Acoustics

In this module you will develop a systematic understanding of the physical and mathematical representations of vibrating systems and acoustic waves in 1D, 2D and 3D.

During the module, you will learn about the descriptors and physical units of acoustic and vibration phenomena, and apply critical thinking to understanding of the assumptions and limitations inherent in acoustics and vibration theory. Using this, you will solve advanced problems in acoustics by application of theory and mathematical techniques.

This module aims to provide you with a thorough grasp of room acoustics principles, including theoretical models for both low and high frequencies, developing your ability to apply these in order to analyse existing rooms or design new ones.

During the module, you will study wave theory and statistical theory for acoustic enclosures, including objective descriptions of and how these tally with listeners' perceptions. Techniques for designing and applying sound absorbing and scattering treatments will be covered, and you will consider the effectiveness and limitations of these in important application areas such as musical performances spaces and critical listening rooms.

This module aims to give you an understanding of how acoustic signals may be handled and processed digitally, considering the benefits and limitations. You will study the decomposition of signals in frequency and their manipulation using digital filters, including design and analysis techniques.

During the module, you will develop knowledge of advanced signal processing methods based on adaptive filtering and machine learning, including an awareness of their basis and limitations, whilst gaining the skills to apply them.

Music is one of the most important signals in acoustics and audio. This module is about how musical sounds are made, how they can be modelled and synthesised, and also how listeners respond to them.  

During the module, you will learn how the human auditory system works, starting with the physiology and physics of the ear, developing a solid grasp of how loudness, pitch and the ear’s frequency bands really work. The module covers a very diverse range of disciplines including physics, psychoacoustics and musicology. You’ll apply your new knowledge and skills in coursework assignments. 

This module will provide you with knowledge and understanding of noise and vibration control engineering processes and methodologies. You will learn how to select appropriate noise and vibration control options for realistic scenarios, with a focus on the transport industry (road, rail and air vehicles). 

During the module, you will also learn the main sound generation mechanisms in road, rail and air vehicles.  You will gain a thorough understanding of current best practice in noise and vibration control, and apply appropriate acoustical analysis to assess limitations and/or adapt them for application in unfamiliar situations.  

In this module, you will learn about the fundamental principles underlying electroacoustic transduction as well as investigating the interaction between a source, its acoustic environment and the listener. These effects will be described by mathematical models, which you will study both on paper and numerically by programming them using Matlab.

During the module, you will also examine the practical application of loudspeaker and microphone systems, and investigate how they are used in arrays e.g. for spatial audio applications.

This module aims to equip you with the necessary knowledge to specify and undertake appropriate acoustic measurements, including understanding their limitations, and being able to analyse the data you produce.

During the module, you will learn how to effectively undertake standardised acoustic measurements, taking full account of uncertainty introduced throughout the process. You will also gain a comprehensive understanding of the scientific principles underlying these acoustic measurement techniques, thereby helping you to apply them better and know how to adapt them or propose new methods where appropriate.

In this module, you will learn the fundamental principles of computer simulation techniques: geometric room acoustics, finite element method, and boundary element method using COMSOL and related software packages.

During the module, you will undertake practical problem solving using computer modelling of acoustical systems and assess the field of application, accuracy and limitations of the computer simulation methods.

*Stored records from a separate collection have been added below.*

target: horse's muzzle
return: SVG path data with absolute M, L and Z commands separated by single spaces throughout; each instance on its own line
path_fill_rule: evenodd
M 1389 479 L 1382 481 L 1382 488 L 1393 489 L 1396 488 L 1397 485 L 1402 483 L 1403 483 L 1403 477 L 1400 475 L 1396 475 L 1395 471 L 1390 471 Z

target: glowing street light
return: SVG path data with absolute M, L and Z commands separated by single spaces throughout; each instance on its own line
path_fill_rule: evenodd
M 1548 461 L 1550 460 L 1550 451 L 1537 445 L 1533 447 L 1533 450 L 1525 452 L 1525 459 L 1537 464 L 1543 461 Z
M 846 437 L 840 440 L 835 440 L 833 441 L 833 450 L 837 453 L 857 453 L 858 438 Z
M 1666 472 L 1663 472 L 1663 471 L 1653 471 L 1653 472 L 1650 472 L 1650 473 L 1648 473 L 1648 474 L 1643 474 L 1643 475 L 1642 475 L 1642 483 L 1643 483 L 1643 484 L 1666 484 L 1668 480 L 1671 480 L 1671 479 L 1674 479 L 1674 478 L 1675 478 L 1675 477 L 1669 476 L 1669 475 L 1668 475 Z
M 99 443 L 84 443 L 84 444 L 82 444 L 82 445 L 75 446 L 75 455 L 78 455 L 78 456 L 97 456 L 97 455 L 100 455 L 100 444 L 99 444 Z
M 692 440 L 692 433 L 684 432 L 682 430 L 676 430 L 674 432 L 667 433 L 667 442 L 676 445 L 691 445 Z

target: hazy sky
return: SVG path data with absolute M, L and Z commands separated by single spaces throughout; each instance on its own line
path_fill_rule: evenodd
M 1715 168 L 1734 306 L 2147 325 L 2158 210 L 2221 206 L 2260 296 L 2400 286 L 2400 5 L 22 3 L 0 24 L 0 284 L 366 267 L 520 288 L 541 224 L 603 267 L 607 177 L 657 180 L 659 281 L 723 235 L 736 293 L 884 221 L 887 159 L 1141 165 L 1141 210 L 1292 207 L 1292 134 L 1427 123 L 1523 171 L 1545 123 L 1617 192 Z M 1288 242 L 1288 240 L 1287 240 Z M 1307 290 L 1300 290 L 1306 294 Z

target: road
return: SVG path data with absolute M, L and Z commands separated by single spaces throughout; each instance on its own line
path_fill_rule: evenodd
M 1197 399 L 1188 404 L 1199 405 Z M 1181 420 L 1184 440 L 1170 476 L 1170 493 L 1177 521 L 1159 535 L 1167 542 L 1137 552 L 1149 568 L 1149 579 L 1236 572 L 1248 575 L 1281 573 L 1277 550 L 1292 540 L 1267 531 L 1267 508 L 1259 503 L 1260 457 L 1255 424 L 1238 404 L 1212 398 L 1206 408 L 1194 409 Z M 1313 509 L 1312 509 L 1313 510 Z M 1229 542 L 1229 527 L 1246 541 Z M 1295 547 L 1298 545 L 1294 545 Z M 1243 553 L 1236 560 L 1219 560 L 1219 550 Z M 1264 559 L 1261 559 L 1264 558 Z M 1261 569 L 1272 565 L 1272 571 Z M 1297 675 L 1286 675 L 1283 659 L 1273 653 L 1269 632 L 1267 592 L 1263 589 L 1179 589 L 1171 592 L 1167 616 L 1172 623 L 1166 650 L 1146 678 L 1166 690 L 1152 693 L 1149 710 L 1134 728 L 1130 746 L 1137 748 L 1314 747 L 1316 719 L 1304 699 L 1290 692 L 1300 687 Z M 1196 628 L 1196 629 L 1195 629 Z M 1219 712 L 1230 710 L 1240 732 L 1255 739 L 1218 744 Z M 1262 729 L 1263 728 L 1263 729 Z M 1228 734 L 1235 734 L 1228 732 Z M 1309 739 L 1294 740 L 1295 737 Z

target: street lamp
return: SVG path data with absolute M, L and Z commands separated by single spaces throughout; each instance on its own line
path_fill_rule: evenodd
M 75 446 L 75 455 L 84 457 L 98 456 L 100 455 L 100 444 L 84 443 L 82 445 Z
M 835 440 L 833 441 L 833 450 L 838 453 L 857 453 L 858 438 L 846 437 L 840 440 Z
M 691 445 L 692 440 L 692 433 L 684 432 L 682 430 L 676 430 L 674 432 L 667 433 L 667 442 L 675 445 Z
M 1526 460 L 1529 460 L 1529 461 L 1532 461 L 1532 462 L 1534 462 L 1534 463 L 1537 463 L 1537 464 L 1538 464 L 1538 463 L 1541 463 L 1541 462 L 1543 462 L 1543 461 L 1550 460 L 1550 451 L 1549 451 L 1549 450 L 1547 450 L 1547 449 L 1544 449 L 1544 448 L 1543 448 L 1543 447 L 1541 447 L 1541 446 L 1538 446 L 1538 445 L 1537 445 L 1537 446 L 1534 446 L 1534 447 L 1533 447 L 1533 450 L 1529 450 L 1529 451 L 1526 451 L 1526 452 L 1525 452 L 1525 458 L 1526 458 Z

In this module, you will develop understanding of transducer systems for the capture and reproduction of 3D sound. You will then go on to develop understanding of how the human auditory system works and how this can be exploited to deliver realistic and immersive spatial audio experiences.

During the module, you will also learn how to design loudspeaker systems using typical enclosures or horns and develop the skills necessary to design PA systems using suitable loudspeaker systems and arrays.

In this module you will carry out measurement and modelling of environmental noise using appropriate sound measuring instrumentation and modelling capabilities.  You will develop the ability to describe and explain the main provisions of current environmental noise legislation, guidance and best practice. 

During the module, you will also develop the ability to interpret the requirements in order to carry out reliable environmental noise measurements and modelling, and apply acoustic theory decision about the most appropriate interventions to control environmental noise.  This module will also introduce the state-of-the-art soundscape methods. 

The aim of the MSc Acoustics project is for you to carry out, under supervision, an extended individual study into a topic in audio acoustics. The topic will be agreed with your supervisor and can be industry based, if appropriate. You will be marked on your initiative and project management, as well as your ability to bring together the skills, knowledge and understanding you have acquired from the course.

The project module is often used to further develop specialist interests of students, for example audio product design or emerging measurement and/or analysis techniques.